Intern, Policy Advice and Planning Section (PAPS), UN Office for the Coordination of Humanitarian Affairs, USA
In efforts by the international community to ‘develop’ and ‘democratize’ countries in the global South, through the transfer of Western Liberal institutions, for example democratic and legal institutions, local knowledge has often been overlooked. Both in the implementation and transitional phases. One interesting issue I have encountered during my studies in Governance and Development, is the lack of consideration given to local and traditional knowledge in the context of law. The transfer of legal institutions has been common practice since the 1960s, with scholars and policy makers taking an interest in poorer nations and looking at development as a process of evolution from tradition to modernity, overlooking the cultural importance of customary law and the role it plays in society.

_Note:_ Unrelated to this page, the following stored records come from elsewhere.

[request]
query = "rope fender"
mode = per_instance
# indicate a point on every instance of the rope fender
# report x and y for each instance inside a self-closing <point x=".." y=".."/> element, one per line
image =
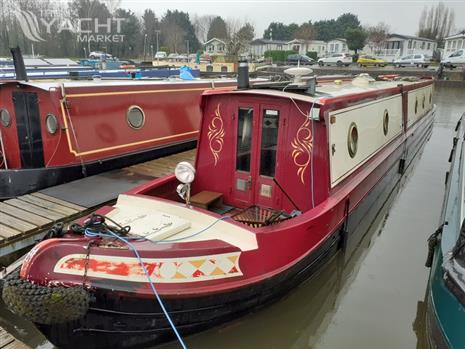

In 2016, the International Development Law Organization (IDLO) worked to support Somali traditional dispute resolution in a country where only 30% of citizens turn to the formal justice system to resolve disputes. They did this by training local elders on human rights and national law, therefore incorporating the transplanted western concept of law into the traditional local systems of dispute resolution. To me, these forms of knowledge-sharing and mechanisms of knowledge integration both bottom-up and top-down are crucial to the sustainability of development of legal systems. Recognizing the importance of, and respecting, these systems of customary law in varying contexts is essential.